A numerical study on autoignition of finite thick polymethyl methacrylate (PMMA) subjected to thermal radiation and forced airflow

Abstract

A 2D numerical model coupling condensed and gas phases is developed to investigate autoignition of finite thick PMMA heated by radiation in forced airflow. Six sample thicknesses (1–15 mm), four heat fluxes (30–60 kW/m2), and five airflow velocities (0–1.2 m/s) are considered to examine their effects. The model is first verified by measured surface temperatures in experiments. Then three boundary layers (BL), velocity, thermal and concentration BLs, are studied based on simulation results and BL theory. BL thickness, local and surface-averaged frication coefficients, convective heat and mass transfer coefficients at solid–gas interface are estimated and compared with analytical results. Meanwhile, Damköhler numbers (Da) in non-ignition cases are calculated to reveal their impact. The results show that the model predicts measured surface temperatures well despite some divergence for thin samples due to deformation.
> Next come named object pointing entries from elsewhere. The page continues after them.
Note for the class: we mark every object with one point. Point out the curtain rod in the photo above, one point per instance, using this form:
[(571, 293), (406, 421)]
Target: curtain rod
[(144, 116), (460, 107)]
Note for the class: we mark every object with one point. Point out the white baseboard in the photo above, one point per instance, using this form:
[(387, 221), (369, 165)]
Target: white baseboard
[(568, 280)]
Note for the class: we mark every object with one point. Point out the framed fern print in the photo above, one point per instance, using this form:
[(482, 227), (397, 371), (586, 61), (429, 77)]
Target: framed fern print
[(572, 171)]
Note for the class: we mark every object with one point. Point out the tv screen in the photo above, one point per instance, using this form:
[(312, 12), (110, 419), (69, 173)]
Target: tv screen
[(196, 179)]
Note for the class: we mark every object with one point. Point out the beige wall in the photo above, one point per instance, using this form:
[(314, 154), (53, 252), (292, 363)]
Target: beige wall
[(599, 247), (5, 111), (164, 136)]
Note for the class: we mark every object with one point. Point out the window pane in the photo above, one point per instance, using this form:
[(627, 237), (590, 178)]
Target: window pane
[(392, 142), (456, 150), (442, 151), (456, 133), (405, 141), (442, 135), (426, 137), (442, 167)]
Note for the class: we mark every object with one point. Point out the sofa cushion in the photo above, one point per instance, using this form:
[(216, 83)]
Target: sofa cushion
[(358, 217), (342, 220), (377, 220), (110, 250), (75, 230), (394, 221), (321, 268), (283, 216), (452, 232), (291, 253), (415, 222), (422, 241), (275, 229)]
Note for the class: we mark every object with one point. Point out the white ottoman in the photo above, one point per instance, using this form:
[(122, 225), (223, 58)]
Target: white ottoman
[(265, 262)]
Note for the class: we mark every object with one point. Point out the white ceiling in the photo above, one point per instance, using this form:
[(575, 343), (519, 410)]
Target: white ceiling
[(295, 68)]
Simulated velocities and thermal BL thicknesses agree well with analytical ones, yielding a maximum error of 33 % for concentration BL. Numerical convective heat and mass transfer coefficients match analytical ones well, whereas large discrepancy exists for friction coefficient. Two types of Da evolution, corresponding to different controlling mechanisms of non-ignition cases, separated by 6 mm sample are identified.